Will also fix the failing sve-intrinsics.ll that I forgot to update.

Can we also add some more tests, for things that are insert_subvector's but not just the simple concat's?

Can we also add some more tests, for things that are insert_subvector's but not just the simple concat's?

Yeah, I have tried, but unsuccessfully. The shuffle cost for a SK_InsertSubvector is guarded by isInsertSubvectorMask():

if (Shuffle->isInsertSubvectorMask(NumSubElts, SubIndex))
  return TargetTTI->getShuffleCost(
    TTI::SK_InsertSubvector, VecTy, Shuffle->getShuffleMask(),
    SubIndex,
    FixedVectorType::get(VecTy->getScalarType(), NumSubElts));

And this isInsertSubvectorMask() seems to only return true for subverter masks that are identity masks, so I haven't been able to trigger this with other masks.

  • fixed the if-statement,
  • fixed sve-intrinsics.ll.

See my previous comment about subvector insertions that are not concats; haven't been able to trigger that and find test cases for that.

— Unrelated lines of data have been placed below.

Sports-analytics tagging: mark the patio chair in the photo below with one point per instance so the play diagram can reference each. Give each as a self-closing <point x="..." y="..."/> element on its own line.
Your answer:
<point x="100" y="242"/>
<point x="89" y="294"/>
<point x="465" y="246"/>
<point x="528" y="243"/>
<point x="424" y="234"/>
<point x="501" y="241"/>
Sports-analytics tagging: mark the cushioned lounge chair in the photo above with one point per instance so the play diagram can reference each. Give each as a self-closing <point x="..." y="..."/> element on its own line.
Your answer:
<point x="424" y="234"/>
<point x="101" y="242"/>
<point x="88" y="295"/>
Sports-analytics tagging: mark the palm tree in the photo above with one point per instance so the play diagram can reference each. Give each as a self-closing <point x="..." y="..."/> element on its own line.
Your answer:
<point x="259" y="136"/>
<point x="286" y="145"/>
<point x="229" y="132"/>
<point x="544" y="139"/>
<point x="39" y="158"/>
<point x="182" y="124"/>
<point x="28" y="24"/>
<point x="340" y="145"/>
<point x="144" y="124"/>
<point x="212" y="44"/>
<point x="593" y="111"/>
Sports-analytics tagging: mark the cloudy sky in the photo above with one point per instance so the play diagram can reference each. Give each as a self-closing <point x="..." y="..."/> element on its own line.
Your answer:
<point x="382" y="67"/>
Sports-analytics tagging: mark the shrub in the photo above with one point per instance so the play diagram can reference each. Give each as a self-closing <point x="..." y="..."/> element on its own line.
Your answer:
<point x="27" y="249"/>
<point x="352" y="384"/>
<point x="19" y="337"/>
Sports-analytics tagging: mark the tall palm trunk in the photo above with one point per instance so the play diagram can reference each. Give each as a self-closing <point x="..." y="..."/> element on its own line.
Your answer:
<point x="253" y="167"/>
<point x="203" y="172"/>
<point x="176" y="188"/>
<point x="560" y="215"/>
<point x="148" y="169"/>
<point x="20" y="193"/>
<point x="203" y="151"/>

SjoerdMeijer added inline comments.Aug 6 2021, 5:19 AM
llvm/test/Analysis/CostModel/AArch64/sve-intrinsics.ll
7 ↗(On Diff #364756)

I have just reran the script, but this is the only real change in this test.

david-arm added inline comments.Aug 6 2021, 8:02 AM
llvm/test/Analysis/CostModel/AArch64/sve-intrinsics.ll
7 ↗(On Diff #364756)

The cost for this looks very optimistic judging by the codegen as I can see around 30 instructions generated! Not sure why this has changed as I'd have expected an assert to fire in getVectorNumElements for scalable vectors.

SjoerdMeijer added inline comments.Aug 6 2021, 8:19 AM
llvm/test/Analysis/CostModel/AArch64/sve-intrinsics.ll
7 ↗(On Diff #364756)

Not sure why this has changed as I'd have expected an assert to fire in getVectorNumElements for scalable vectors.

Because of this:

unsigned getVectorNumElements() const {
  // TODO: Check that this isn't a scalable vector.
  return getVectorMinNumElements();
}

So it is happily returning 4 for this case. :-(

I think I will add a check for scalable vectors and a TODO for this.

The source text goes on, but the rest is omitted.